KALTIMPOST.ID, BALIKPAPAN — Semangat memperingati Hari Ulang Tahun (HUT) ke-81 Kemerdekaan Republik Indonesia tidak hanya terasa di lingkungan pemerintahan dan masyarakat. Sejumlah hotel di Balikpapan turut memeriahkan peringatan kemerdekaan dengan menggelar upacara secara mandiri serta melibatkan seluruh karyawan dalam suasana bernuansa nasional.
Jauh sebelum hari H tiba, General Manager Platinum Hotel Balikpapan Joko Budi Jaya mengatakan pihaknya telah mempersiapkan pelaksanaan upacara HUT RI yang digelar di halaman depan hotel pada 17 Agustus 2026.
Persiapan dilakukan sejak beberapa waktu sebelumnya. Para karyawan bahkan rutin menjalani latihan upacara setiap sore untuk memastikan pelaksanaan berjalan tertib dan khidmat. Hasilnya, upacara berjalan lancar. Menurutnya, ini bukan sekadar upacara, tetapi juga menjadi bagian dari upaya membangun semangat kebersamaan di antara karyawan.
Baca Juga: Kodim 0905/Balikpapan Turun Dampingi Penanganan Stunting, Data dari Lapangan Jadi Dasar Intervensi
Joko menyebut peringatan kemerdekaan menjadi momentum bagi para pekerja perhotelan untuk tetap menunjukkan semangat nasionalisme di tengah aktivitas bisnis dan pelayanan kepada tamu. Selain upacara, Platinum Hotel Balikpapan juga menyiapkan suasana berbeda dengan melibatkan karyawan dalam penggunaan pakaian bernuansa tradisional dan nasional.
"Mereka menggunakan pakaian-pakaian tradisional untuk semua staf yang front line dan yang lainnya. Itu untuk menyemarakkan suasana," ucapnya, kemarin (17/8). Menurut Joko, perayaan kemerdekaan di lingkungan perhotelan menjadi salah satu bentuk partisipasi industri jasa dalam memperingati hari bersejarah bagi bangsa Indonesia.

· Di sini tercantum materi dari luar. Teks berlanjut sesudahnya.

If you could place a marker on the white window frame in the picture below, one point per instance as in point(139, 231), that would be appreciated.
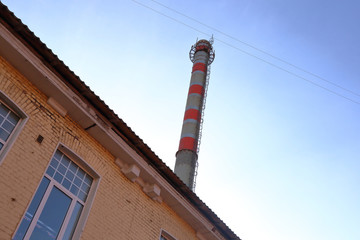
point(165, 235)
point(19, 126)
point(53, 183)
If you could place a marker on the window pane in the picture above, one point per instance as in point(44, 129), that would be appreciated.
point(3, 110)
point(3, 134)
point(52, 216)
point(32, 209)
point(73, 221)
point(13, 118)
point(8, 126)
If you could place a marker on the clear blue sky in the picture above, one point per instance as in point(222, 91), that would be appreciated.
point(279, 158)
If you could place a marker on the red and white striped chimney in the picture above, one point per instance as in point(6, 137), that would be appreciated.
point(202, 55)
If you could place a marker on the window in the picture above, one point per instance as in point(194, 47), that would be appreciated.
point(166, 236)
point(58, 203)
point(12, 119)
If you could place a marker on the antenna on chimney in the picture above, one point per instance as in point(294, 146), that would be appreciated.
point(202, 55)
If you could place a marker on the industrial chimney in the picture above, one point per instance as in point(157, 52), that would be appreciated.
point(202, 55)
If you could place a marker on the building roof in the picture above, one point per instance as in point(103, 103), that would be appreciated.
point(37, 47)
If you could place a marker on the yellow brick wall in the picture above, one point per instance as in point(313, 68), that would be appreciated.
point(120, 209)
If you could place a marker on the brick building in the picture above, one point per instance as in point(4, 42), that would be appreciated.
point(70, 168)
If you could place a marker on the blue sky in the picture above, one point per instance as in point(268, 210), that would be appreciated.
point(279, 157)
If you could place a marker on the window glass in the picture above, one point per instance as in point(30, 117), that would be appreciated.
point(58, 203)
point(52, 216)
point(32, 209)
point(73, 221)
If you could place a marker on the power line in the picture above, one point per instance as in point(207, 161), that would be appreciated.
point(256, 48)
point(259, 58)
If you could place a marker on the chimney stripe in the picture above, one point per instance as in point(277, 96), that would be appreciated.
point(188, 143)
point(199, 67)
point(196, 89)
point(192, 114)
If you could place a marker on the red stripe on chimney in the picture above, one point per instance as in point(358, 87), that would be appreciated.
point(196, 89)
point(187, 143)
point(192, 114)
point(199, 67)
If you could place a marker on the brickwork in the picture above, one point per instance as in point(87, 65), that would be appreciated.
point(120, 209)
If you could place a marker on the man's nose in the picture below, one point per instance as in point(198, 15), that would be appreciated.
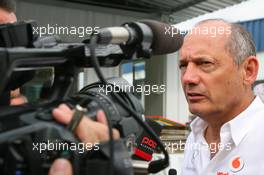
point(190, 75)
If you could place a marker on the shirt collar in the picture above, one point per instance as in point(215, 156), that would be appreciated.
point(239, 125)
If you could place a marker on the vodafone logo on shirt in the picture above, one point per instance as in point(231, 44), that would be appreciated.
point(236, 164)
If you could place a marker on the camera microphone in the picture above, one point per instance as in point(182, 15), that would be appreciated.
point(149, 34)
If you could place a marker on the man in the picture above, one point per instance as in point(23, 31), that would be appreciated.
point(88, 131)
point(217, 74)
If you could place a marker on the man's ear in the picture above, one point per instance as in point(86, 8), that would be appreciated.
point(250, 69)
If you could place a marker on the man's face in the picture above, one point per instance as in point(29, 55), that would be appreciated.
point(7, 17)
point(212, 82)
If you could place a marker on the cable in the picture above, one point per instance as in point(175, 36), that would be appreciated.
point(154, 166)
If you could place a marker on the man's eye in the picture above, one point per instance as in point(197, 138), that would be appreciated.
point(182, 66)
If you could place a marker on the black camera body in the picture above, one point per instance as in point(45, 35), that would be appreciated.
point(29, 134)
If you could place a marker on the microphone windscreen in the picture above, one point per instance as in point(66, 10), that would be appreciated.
point(164, 41)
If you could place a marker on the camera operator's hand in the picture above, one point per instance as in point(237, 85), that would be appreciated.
point(88, 131)
point(61, 167)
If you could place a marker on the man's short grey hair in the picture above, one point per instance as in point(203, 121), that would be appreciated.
point(240, 44)
point(8, 5)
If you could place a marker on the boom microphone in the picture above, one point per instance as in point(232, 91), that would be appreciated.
point(148, 33)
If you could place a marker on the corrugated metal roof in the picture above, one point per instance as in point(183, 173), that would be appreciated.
point(173, 11)
point(256, 28)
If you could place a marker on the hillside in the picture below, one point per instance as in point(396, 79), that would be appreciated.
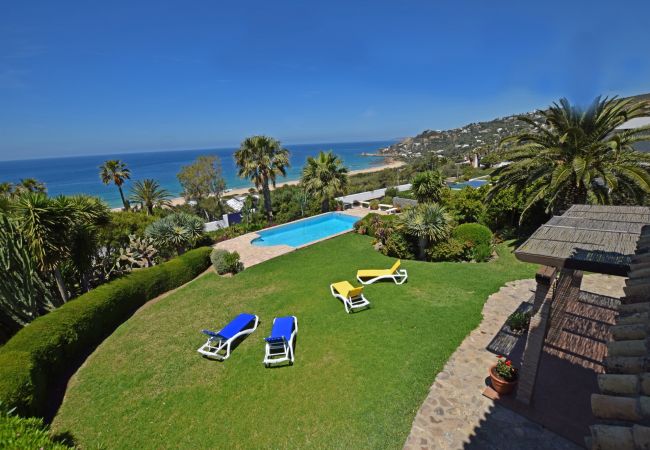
point(459, 143)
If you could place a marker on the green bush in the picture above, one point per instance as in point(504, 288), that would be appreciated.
point(33, 360)
point(20, 433)
point(473, 233)
point(447, 250)
point(399, 245)
point(225, 261)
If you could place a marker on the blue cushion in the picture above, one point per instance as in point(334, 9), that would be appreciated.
point(239, 323)
point(282, 329)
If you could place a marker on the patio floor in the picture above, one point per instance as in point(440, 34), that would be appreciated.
point(456, 415)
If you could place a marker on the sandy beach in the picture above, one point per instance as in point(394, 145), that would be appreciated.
point(240, 191)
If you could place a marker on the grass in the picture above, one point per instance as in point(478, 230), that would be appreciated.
point(357, 382)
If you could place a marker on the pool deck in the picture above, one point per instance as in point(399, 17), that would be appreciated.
point(250, 254)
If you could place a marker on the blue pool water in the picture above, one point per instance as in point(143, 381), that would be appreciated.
point(305, 231)
point(471, 183)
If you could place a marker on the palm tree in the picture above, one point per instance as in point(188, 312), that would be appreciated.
point(428, 222)
point(428, 186)
point(60, 229)
point(115, 171)
point(325, 177)
point(577, 156)
point(45, 224)
point(149, 194)
point(261, 159)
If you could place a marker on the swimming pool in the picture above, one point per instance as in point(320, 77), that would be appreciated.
point(470, 183)
point(296, 234)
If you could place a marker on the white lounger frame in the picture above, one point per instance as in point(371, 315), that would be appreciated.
point(281, 351)
point(215, 345)
point(398, 277)
point(351, 303)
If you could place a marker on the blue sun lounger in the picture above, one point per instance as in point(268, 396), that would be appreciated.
point(218, 344)
point(279, 346)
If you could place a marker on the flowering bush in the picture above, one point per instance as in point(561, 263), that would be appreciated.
point(505, 370)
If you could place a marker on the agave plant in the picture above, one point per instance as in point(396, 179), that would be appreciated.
point(178, 231)
point(428, 222)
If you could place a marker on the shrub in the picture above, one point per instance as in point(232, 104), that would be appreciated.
point(178, 231)
point(448, 250)
point(391, 192)
point(398, 245)
point(473, 233)
point(20, 433)
point(33, 361)
point(481, 252)
point(518, 321)
point(225, 261)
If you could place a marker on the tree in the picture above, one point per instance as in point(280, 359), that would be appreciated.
point(428, 186)
point(58, 230)
point(149, 194)
point(24, 293)
point(428, 222)
point(115, 171)
point(261, 159)
point(577, 156)
point(324, 177)
point(178, 231)
point(202, 178)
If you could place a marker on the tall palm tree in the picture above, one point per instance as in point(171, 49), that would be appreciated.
point(261, 159)
point(324, 176)
point(149, 194)
point(428, 222)
point(428, 186)
point(577, 156)
point(115, 171)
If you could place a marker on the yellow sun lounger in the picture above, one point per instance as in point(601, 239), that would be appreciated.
point(370, 276)
point(351, 297)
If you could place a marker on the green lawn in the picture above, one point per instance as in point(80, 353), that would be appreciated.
point(357, 382)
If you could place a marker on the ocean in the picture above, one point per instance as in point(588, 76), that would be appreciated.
point(80, 174)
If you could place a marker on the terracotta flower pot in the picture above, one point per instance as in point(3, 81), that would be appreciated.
point(500, 385)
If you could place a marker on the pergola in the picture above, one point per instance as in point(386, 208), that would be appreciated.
point(600, 239)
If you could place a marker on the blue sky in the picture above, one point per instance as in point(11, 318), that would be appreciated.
point(83, 77)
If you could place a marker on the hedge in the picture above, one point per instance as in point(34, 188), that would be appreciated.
point(41, 353)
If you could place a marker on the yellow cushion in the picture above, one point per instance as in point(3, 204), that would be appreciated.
point(373, 273)
point(346, 289)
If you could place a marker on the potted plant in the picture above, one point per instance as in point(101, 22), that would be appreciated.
point(503, 376)
point(518, 322)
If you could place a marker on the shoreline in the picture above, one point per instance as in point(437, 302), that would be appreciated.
point(392, 164)
point(176, 201)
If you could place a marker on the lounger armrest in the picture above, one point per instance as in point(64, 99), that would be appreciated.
point(210, 333)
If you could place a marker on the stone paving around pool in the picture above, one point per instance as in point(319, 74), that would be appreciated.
point(455, 414)
point(251, 254)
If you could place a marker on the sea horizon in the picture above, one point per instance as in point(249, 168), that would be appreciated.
point(68, 175)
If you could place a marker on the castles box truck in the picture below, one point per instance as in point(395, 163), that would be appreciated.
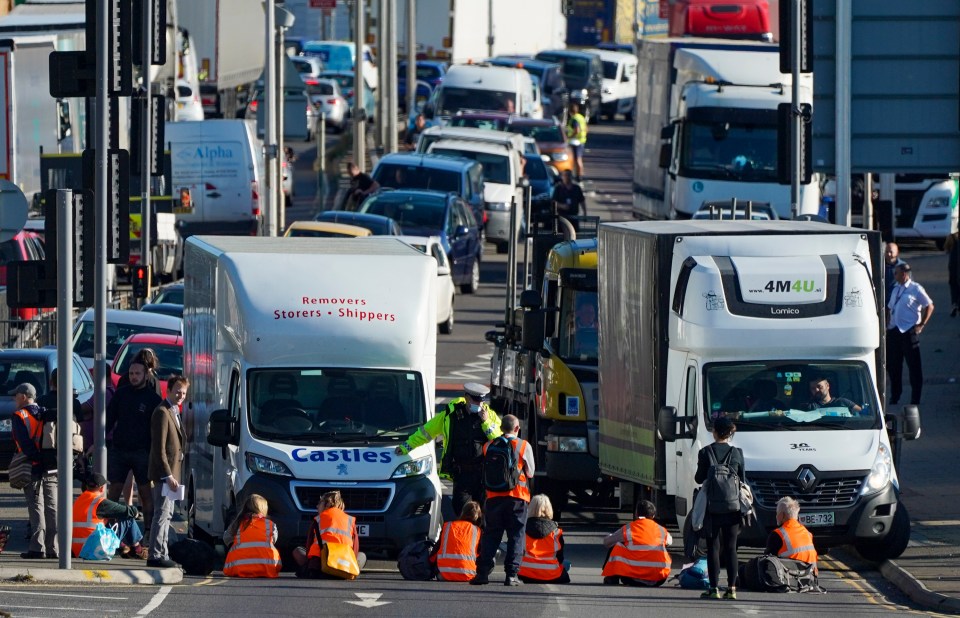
point(703, 319)
point(310, 360)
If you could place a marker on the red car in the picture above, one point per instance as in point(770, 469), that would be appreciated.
point(169, 349)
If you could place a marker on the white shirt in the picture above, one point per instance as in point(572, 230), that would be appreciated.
point(906, 302)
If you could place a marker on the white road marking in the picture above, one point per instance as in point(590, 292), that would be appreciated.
point(155, 601)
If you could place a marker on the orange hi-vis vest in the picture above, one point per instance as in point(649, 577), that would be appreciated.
point(457, 558)
point(642, 554)
point(85, 519)
point(797, 542)
point(540, 557)
point(522, 490)
point(253, 553)
point(333, 526)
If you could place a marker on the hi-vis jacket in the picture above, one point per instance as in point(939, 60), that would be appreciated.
point(642, 554)
point(253, 553)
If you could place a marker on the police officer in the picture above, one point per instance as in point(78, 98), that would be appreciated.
point(467, 423)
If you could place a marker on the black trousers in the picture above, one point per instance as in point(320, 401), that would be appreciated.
point(904, 347)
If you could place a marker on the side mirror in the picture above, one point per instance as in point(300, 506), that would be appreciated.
point(222, 429)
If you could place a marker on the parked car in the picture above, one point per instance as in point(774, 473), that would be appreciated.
point(33, 366)
point(121, 323)
point(189, 106)
point(325, 229)
point(445, 288)
point(169, 350)
point(434, 213)
point(377, 224)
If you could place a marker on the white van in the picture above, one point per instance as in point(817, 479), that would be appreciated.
point(619, 94)
point(219, 162)
point(482, 87)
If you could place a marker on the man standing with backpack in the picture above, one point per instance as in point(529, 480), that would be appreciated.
point(508, 469)
point(720, 470)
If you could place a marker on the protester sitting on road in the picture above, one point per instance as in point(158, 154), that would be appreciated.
point(543, 561)
point(250, 540)
point(638, 551)
point(456, 553)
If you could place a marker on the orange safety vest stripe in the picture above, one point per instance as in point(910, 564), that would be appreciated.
point(253, 553)
point(642, 554)
point(457, 557)
point(522, 490)
point(540, 557)
point(85, 519)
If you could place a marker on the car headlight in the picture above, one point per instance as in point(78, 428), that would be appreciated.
point(414, 467)
point(566, 444)
point(880, 473)
point(259, 463)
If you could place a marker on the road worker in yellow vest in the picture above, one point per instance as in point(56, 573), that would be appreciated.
point(251, 539)
point(638, 551)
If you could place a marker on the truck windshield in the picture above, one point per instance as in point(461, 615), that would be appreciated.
point(578, 325)
point(334, 405)
point(791, 395)
point(729, 151)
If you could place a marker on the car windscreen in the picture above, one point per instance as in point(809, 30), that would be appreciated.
point(334, 405)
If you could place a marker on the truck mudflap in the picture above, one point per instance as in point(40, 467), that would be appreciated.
point(869, 519)
point(390, 514)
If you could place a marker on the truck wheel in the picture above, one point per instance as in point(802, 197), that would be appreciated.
point(892, 545)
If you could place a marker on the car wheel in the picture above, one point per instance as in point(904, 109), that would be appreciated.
point(473, 285)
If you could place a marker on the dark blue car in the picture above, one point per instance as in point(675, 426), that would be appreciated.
point(434, 213)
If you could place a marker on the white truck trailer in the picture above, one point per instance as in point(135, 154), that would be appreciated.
point(706, 127)
point(310, 360)
point(707, 319)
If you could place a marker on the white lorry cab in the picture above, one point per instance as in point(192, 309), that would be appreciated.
point(777, 325)
point(310, 361)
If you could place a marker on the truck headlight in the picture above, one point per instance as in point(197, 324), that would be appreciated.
point(880, 473)
point(414, 467)
point(566, 444)
point(259, 463)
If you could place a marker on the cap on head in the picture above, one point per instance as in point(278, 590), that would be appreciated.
point(476, 390)
point(26, 389)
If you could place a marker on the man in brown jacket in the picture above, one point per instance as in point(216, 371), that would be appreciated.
point(166, 457)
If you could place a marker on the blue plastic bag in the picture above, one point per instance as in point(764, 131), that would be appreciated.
point(102, 544)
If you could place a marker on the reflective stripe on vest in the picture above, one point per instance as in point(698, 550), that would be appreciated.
point(540, 557)
point(522, 490)
point(642, 554)
point(253, 553)
point(85, 519)
point(797, 542)
point(457, 558)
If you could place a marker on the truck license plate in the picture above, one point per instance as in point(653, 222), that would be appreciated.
point(816, 519)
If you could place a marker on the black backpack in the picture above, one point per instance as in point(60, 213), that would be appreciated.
point(722, 484)
point(414, 561)
point(500, 467)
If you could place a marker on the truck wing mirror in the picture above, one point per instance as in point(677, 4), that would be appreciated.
point(222, 429)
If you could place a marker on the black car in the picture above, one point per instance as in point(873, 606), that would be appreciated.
point(33, 367)
point(583, 74)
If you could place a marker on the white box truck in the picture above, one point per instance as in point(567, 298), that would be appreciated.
point(703, 319)
point(310, 360)
point(705, 127)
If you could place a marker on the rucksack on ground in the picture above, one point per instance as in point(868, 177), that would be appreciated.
point(414, 561)
point(500, 467)
point(722, 484)
point(774, 574)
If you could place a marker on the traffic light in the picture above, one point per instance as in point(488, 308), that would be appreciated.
point(141, 281)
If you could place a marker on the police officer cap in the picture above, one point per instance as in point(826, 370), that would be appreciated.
point(476, 390)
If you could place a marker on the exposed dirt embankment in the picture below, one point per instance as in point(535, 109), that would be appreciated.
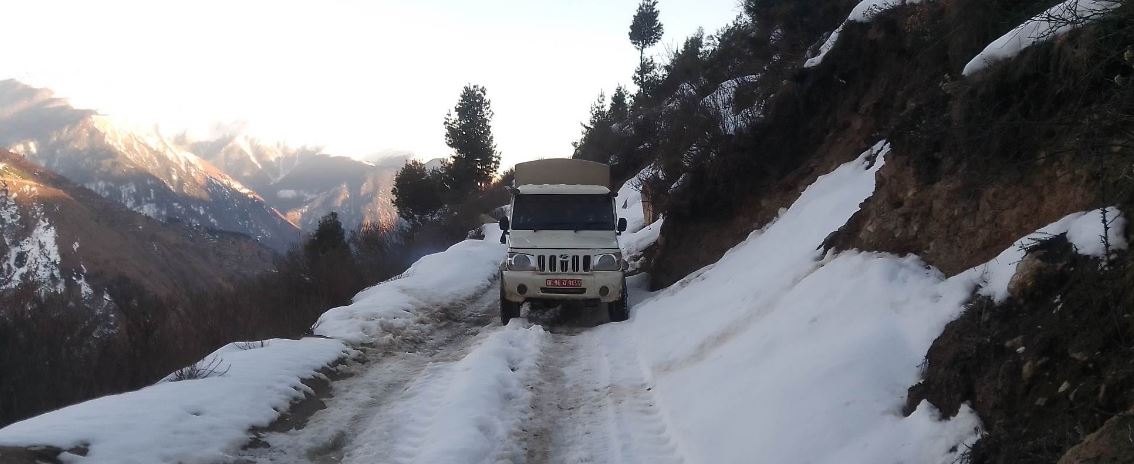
point(976, 162)
point(1050, 371)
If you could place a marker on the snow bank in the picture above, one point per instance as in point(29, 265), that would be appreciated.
point(862, 13)
point(464, 411)
point(809, 356)
point(629, 202)
point(189, 421)
point(1055, 22)
point(639, 235)
point(1084, 231)
point(398, 305)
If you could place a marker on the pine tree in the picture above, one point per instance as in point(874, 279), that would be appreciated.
point(417, 192)
point(329, 236)
point(468, 133)
point(645, 28)
point(645, 32)
point(619, 104)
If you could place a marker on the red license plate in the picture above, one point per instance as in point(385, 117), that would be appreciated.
point(565, 283)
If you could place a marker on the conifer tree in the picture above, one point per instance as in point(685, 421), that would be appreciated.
point(645, 32)
point(619, 104)
point(417, 192)
point(468, 133)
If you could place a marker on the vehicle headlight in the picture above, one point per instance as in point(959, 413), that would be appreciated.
point(521, 262)
point(608, 262)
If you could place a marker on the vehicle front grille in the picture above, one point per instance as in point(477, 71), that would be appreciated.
point(557, 290)
point(564, 263)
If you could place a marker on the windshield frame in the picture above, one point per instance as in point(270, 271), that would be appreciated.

Di sisi lain, momentum libur panjang yang bertepatan dengan peringatan HUT RI dinilai belum serta-merta memberikan lonjakan signifikan terhadap aktivitas hotel.
Joko mengatakan masyarakat Balikpapan cenderung memanfaatkan momentum 17 Agustus untuk mengikuti berbagai kegiatan di lingkungan tempat tinggal masing-masing, mulai dari perlombaan hingga kegiatan bersama warga. "Ya 17 itu kan momen buat kumpul-kumpul baik pemerintah, swasta, keluarga dan lainnya," katanya.
Baca Juga: Upacara HUT Ke-81 RI di Balikpapan Timur Diikuti 2.100 Peserta, Perkuat Persatuan Warga
Kondisi tersebut membuat tingkat kunjungan hotel pada periode tersebut diperkirakan tidak mengalami peningkatan terlalu besar. Aktivitas hotel justru diperkirakan kembali berjalan normal setelah rangkaian libur berakhir.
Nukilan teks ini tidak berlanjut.